Methods

Study Subjects

Local Ethical Committee approval was obtained prior to this prospective study (2014/07-07). A total of 34 patients (17 of each gender, mean age 9.9±4.9 years) who were being followed at the Dokuz Eylül University Medical School Allergy Outpatient Clinics were included in the study. Patients eligible for the study group had a positive sweat test and/or gene mutation assay and a stable clinical course with no concomitant cardiac disease. Exclusion criteria included having experienced an acute lower respiratory tract infection in the last three months, being on a waiting list for lung transplantation, and poor quality of the echocardiographic image.
The selected control group consisted of 37 healthy subjects with a comparable age and sex distribution (18 girls and 19 boys with a mean age of 9.8±4.3) and normal physical, laboratory, electrocardiography (ECG) and TTE results.

Echocardiographic studies

Echocardiography examinations were performed with an ultrasound device (model iE33, Philips Medical Systems, Netherlands) with an S5-1 MHz transducer by the same observer, who had been blinded to the clinical condition of the patients. Two researchers who were similarly blinded as to the clinical condition and grouping of the patients performed the data analysis off-line.
Two-dimensional echocardiographic images were obtained in standard parasternal, apical and subcostal views. The following end-diastolic and end-systolic parameters were measured in M-mode echocardiography in a parasternal long-axis view: interventricular septal thickness (IVSd and IVSs, respectively), LV dimensions (LVDd and LVDs), and LV posterior wall thickness (LVPWd and LVPWs). LV systolic function was assessed from an apical four-chamber view by measuring the left ventricular ejection fraction (LVEF) using the modified monoplane Simpson’s rule. Mitral valve inflow Doppler flow was measured in an apical four-chamber image, E-wave (early filling), A-wave (late filling) and the E/A ratio were derived to evaluate LV diastolic function. Pulmonary artery systolic pressure (PAPs) was determined using the Bernoulli equation on the Doppler continuous wave measurement of tricuspid valve insufficiency flow. Right atrial pressure was evaluated using the inferior vena cava inspiratory collapsibility.
Color TDI images were obtained in the apical view. At least four consecutive cardiac cycles were recorded for each parameter. A Doppler frame scanning rate of 100-140 Hz with 40-80 frames/sec was used. Early diastolic myocardial wave (e’), atrial diastolic myocardial wave (a’), systolic myocardial wave (s’), total systolic time (TST), ejection time (ET), isovolumetric relaxation time (IVRT) and isovolumetric contraction time (IVCT) were measured during the baseline pulse-wave color TDI examination of the LV free wall and of the interventricular septum. The myocardial performance index (MPI) was calculated using the following formula: MPI=IVCT+IVRT/ET. Diastolic function was assessed by calculating the E/e’ ratio.
For the STE evaluation with simultaneous ECG at frame rates of 70-100 frames/s, apical four-chamber (A4C), apical three-chamber (A3C) and apical two-chamber (A2C) images were recorded in the apical view and in the parasternal short axis view the parasternal apical (SAXA), parasternal medial (SAXM) and parasternal basal (SAXB) images.
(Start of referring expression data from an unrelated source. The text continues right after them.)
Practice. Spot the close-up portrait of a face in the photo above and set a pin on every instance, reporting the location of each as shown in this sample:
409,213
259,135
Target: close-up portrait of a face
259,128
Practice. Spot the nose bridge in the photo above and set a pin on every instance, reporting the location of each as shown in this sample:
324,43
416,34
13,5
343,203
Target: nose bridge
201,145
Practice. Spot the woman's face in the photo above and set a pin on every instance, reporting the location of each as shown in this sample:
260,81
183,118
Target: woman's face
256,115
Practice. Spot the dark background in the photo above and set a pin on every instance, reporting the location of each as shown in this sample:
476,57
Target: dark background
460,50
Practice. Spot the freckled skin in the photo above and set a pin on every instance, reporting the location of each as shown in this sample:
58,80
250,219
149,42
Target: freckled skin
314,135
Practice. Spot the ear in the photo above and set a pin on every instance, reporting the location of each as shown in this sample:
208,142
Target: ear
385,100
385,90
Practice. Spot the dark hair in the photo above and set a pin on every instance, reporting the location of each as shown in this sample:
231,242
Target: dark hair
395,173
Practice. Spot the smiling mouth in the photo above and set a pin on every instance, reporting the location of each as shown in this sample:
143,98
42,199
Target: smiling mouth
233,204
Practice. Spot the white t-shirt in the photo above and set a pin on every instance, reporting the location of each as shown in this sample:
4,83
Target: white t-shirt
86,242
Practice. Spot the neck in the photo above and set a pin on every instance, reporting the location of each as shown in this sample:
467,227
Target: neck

At least four consecutive cardiac cycles were recorded for each parameter. The recorded images were transferred onto DVD and analyzed on a computer using the QLAP software (Philips Medical Systems). The mitral annulus lateral and septal and the LV apical endocardial planes were marked for each three apical chambers, providing for automated generation of the LV wall by the program. The LV endocardial-myocardial border was adjusted manually on the systolic frames. Peak systolic strain, peak systolic strain rate and global strain values were calculated automatically by the software for six segments (apical, middle, basal) based on septum and LV lateral wall motion values. In all three parasternal views, the endocardial-myocardial border was adjusted manually after the program had automatically generated the ventricular wall. Patients whose results were abnormal due to poor image quality were excluded from the study.

Statistical Analysis

Statistical analyses were performed using the Statistical Package for the Social Sciences (SPSS) software, version 22.0 (SPSS Inc.; Chicago, IL, USA). Continuous data were described as mean ± standard deviation while categorical data were presented as numbers of patients. The Chi-squared test was used for comparison of categorical variables, while parametric continuous variables were compared by Student’s t-test. Data were checked for normal distribution by the Kolmogorov–Smirnov test. A value of p<0.05 was considered statistically significant. Evaluations were repeated by a second, independent observer, to assess interobserver variability. Interobserver variability was calculated as the absolute difference divided by the average of the two observations for all parameters.